Russia has managed to bypass the U.S. and allied “oil price cap,” reducing the effectiveness of this measure aimed at cutting revenue for financing the war against Ukraine, according to a report by the U.S. Government Accountability Office (GAO). The document is based on analysis of the work of the State Department, Treasury, and Commerce Department, which are responsible for designing and implementing sanctions against Russia.
According to auditors, the Russian economy contracted by about 6% in 2022 compared to a scenario without the invasion and sanctions. However, by 2023–2024, GDP growth did not deviate from expectations, indicating a partial recovery after the initial shock. The GAO acknowledged that export controls complicated but did not fully block Russia’s access to U.S. military technologies. Extensive use of the “shadow fleet” to bypass restrictions significantly reduced the effectiveness of the oil price cap.

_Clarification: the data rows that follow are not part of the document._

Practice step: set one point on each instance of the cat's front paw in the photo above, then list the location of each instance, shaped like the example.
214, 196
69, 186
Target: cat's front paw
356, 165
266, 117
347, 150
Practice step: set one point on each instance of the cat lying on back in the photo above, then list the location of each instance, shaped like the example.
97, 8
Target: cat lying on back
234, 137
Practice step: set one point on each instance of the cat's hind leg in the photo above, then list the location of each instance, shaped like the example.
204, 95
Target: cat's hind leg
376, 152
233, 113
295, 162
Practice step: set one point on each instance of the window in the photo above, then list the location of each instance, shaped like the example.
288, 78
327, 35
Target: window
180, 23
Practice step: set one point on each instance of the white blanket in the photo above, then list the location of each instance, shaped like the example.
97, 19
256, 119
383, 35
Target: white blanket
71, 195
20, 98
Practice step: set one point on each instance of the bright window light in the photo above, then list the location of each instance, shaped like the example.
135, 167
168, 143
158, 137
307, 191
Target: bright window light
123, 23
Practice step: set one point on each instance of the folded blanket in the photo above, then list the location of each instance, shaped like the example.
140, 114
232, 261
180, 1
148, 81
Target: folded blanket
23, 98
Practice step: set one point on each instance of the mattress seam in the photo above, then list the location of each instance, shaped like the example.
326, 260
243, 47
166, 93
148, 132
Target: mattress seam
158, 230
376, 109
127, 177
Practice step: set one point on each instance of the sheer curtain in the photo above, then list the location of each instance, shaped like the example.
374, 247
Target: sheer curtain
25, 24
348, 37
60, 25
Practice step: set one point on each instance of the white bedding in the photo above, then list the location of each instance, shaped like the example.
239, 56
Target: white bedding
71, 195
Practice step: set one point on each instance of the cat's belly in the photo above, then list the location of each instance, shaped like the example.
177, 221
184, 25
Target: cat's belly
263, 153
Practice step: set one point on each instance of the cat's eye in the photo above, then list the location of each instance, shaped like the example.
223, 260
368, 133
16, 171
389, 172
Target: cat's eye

The European Union still considers the tool effective. In July, EU countries approved the 18th sanctions package, adjusting the maximum price for Russian oil. Instead of a fixed $60 per barrel, it is now set at 15% below market prices. As of early September, this amounted to $47.6 per barrel.
The GAO also highlighted systemic weaknesses in U.S. sanctions policy: relevant agencies did not establish clear objectives with measurable indicators and, as a result, cannot fully assess their results. This limits the U.S. government’s ability to determine the real effectiveness of sanctions and export controls.
As of September 30, 2024, U.S. agencies had allocated $164 million from additional funding for Ukraine to sanctions-related activities against Russia, including staff expansion and investigations. However, funding for these programs is at risk of ending in fall 2025. Auditors recommend not only setting clear objectives for sanctions policy but also regularly monitoring its results.